Sun me explicó: "En esta época se supone que es el inicio de la temporada de lluvias, pero no llueve. ¿Cómo describirlo? Creo que el equilibrio del clima está cambiando. En algunas partes llueve mucho, pero en otras nada". Sun se reclinó en su silla, moviendo sus manos como una balanza para expresar el desequilibrio. "Ese es el problema. Las personas que antes eran agricultores tienen que venir a Bangkok porque quieren ganar dinero y quieren trabajar", señaló. "No hay más trabajo por el clima".
Foto: Una familia celebra el Día de Nunavut cerca del paseo marítimo en Igloolik, Nunavut (Canadá), en 2018. Créditos: Devi Lockwood
En otras palabras, la migración a la ciudad se acelera por la lluvia. Cualquier solución climática impulsada por la tecnología que no aborde la migración climática, tan fundamental para la experiencia personal de Sun y muchos otros de su generación en todo el mundo, será en el mejor de los casos incompleta y, en el peor, potencialmente peligrosa. Las soluciones que se dirigen solo a una región, por ejemplo, podrían empeorar las presiones migratorias en otra.
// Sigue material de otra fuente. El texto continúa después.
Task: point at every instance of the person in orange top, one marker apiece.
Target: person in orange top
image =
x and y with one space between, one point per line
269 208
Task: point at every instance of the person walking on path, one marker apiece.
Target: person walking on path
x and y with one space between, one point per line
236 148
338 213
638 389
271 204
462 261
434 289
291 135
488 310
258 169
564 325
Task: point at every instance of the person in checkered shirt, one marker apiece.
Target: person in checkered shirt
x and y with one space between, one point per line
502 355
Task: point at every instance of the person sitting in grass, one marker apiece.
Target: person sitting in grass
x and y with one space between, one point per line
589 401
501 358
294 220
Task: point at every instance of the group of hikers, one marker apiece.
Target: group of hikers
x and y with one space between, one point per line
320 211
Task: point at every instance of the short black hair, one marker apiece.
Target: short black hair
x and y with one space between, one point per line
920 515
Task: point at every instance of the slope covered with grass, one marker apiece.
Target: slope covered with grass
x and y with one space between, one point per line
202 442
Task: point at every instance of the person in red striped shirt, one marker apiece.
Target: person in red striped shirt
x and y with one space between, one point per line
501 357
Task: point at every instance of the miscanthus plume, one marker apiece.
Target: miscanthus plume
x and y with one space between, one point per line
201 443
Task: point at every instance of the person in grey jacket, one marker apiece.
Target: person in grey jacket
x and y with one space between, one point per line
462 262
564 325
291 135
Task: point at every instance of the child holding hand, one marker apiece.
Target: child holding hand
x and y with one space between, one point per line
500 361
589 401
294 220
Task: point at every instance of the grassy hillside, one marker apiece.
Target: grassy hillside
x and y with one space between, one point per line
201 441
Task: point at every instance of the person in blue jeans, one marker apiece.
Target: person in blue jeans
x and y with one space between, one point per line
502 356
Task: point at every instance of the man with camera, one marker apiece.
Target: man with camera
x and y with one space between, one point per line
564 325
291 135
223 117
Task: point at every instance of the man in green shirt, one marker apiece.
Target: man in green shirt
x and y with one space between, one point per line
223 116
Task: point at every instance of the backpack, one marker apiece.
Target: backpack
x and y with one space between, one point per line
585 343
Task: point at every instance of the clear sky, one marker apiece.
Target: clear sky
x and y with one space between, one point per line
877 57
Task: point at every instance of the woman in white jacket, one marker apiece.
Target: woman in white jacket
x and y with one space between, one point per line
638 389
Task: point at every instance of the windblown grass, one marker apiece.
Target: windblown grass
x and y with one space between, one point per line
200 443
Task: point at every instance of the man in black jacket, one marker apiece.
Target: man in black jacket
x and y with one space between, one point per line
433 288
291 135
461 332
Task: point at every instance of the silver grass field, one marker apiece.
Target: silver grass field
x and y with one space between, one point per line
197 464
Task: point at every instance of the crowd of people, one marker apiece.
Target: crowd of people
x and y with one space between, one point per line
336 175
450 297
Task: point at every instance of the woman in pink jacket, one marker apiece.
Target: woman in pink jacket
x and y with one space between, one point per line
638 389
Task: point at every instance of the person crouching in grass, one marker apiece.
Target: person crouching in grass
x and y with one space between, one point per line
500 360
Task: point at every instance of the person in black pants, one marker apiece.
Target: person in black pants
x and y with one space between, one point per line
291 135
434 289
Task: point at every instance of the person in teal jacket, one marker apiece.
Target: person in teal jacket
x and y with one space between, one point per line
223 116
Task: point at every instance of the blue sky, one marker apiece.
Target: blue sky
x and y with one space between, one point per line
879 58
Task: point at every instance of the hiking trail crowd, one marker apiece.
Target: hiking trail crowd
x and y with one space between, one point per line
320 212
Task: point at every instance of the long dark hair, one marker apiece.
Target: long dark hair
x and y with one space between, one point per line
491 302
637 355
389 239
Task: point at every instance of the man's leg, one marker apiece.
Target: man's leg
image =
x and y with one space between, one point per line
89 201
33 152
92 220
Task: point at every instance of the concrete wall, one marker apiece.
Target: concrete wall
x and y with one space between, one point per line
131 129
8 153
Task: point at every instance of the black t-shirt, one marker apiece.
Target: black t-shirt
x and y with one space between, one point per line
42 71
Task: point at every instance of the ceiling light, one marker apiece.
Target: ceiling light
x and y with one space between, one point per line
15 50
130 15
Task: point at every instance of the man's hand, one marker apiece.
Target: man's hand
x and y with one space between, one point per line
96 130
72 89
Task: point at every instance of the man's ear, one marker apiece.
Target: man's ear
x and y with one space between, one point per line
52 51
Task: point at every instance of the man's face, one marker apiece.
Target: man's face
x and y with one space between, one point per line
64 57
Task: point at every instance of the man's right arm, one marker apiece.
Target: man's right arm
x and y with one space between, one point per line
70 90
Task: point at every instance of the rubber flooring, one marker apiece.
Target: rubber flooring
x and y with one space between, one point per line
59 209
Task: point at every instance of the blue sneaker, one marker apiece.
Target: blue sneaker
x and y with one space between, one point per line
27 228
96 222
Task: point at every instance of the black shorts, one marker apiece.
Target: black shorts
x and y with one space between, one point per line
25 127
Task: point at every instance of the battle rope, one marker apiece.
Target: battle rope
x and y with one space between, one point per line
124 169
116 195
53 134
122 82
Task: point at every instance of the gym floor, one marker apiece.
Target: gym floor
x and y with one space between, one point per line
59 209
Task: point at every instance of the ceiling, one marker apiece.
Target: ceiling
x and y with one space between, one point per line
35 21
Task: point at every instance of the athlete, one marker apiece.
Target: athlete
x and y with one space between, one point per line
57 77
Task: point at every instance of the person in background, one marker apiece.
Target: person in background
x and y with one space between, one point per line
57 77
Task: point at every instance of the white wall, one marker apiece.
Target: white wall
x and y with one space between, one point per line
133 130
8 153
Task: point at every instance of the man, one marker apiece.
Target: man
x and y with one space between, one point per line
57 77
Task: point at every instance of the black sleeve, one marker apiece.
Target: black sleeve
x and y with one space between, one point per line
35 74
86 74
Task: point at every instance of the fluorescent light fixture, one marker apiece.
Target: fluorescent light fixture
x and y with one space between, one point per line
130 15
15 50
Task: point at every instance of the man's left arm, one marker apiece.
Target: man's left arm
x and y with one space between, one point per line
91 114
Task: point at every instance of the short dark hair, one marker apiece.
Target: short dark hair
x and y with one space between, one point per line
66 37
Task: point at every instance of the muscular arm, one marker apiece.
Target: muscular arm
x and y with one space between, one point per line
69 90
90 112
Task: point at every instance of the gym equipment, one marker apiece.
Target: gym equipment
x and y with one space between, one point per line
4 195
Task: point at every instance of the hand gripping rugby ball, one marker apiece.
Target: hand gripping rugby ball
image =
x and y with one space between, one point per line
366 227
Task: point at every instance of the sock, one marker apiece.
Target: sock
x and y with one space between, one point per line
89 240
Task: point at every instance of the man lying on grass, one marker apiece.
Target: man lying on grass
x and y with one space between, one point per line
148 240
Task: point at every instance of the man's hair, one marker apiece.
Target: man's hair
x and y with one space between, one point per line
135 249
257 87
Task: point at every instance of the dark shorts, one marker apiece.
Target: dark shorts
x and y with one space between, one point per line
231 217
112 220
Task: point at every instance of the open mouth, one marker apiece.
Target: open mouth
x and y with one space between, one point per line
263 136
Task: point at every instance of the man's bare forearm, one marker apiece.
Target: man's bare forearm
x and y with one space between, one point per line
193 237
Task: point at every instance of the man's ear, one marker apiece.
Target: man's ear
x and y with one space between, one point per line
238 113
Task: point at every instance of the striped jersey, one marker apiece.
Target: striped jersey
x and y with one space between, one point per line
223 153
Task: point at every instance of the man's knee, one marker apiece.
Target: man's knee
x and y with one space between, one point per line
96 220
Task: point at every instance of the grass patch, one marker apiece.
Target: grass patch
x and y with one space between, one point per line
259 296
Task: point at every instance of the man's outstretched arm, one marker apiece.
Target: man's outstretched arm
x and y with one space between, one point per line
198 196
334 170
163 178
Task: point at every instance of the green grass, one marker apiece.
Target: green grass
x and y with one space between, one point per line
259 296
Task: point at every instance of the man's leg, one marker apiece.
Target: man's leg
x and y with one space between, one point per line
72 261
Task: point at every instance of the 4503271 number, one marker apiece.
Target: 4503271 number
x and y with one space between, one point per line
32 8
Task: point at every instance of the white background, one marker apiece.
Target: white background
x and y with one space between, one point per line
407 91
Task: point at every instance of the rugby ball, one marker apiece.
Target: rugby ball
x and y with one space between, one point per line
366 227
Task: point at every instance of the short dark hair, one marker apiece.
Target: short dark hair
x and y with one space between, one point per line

También escuché historias sobre la inseguridad alimentaria y del agua impulsada por el cambio climático en el Ártico. Igloolik, en Nunavut (Canadá), a 1.400 millas (2.253 kilómetros) al sur del Polo Norte, es una comunidad de 1.700 personas. Marie Airut, una señora de 71 años, vive junto al agua. Hablamos en su salón tomando té negro.
Me contó: "Mi esposo murió hace poco". Pero, cuando vivía, iban a cazar juntos en cada temporada; era su principal fuente de alimentación. "No les voy a decir lo que no sé. Les voy a contar solo las cosas que he visto", aclaró. En las décadas de 1970 y 1980, los agujeros para las focas se abrían a finales de junio, era el momento ideal para cazar pequeñas focas. Marie me explicó: "Pero hoy en día, si intento salir a cazar a finales de junio, los agujeros son muy grandes y el hielo es muy fino. "El hielo se está derritiendo demasiado rápido. No se derrite desde la parte superior, sino desde abajo".
Cuando el agua está más caliente, los animales cambian su movimiento. Igloolik siempre ha sido conocido por su caza de morsas. Pero, en los últimos años, los cazadores han tenido problemas para llegar a los animales. Marie opina: "No creo que pueda alcanzarlos más, a menos que tenga 70 galones (265 litros) de gasolina. Están tan lejos ya, porque el hielo se está derritiendo muy rápido. Solíamos tardar medio día en encontrar morsas en el verano, pero ahora, si salgo a cazar con mis hijos, probablemente tardaríamos dos días en conseguir algo de carne de morsa para el invierno".
Marie y su familia hacían todos los años carne de morsa fermentada, "pero este año les dije a mis hijos que no íbamos a cazar morsas", resalta Marie. "Están demasiado lejos".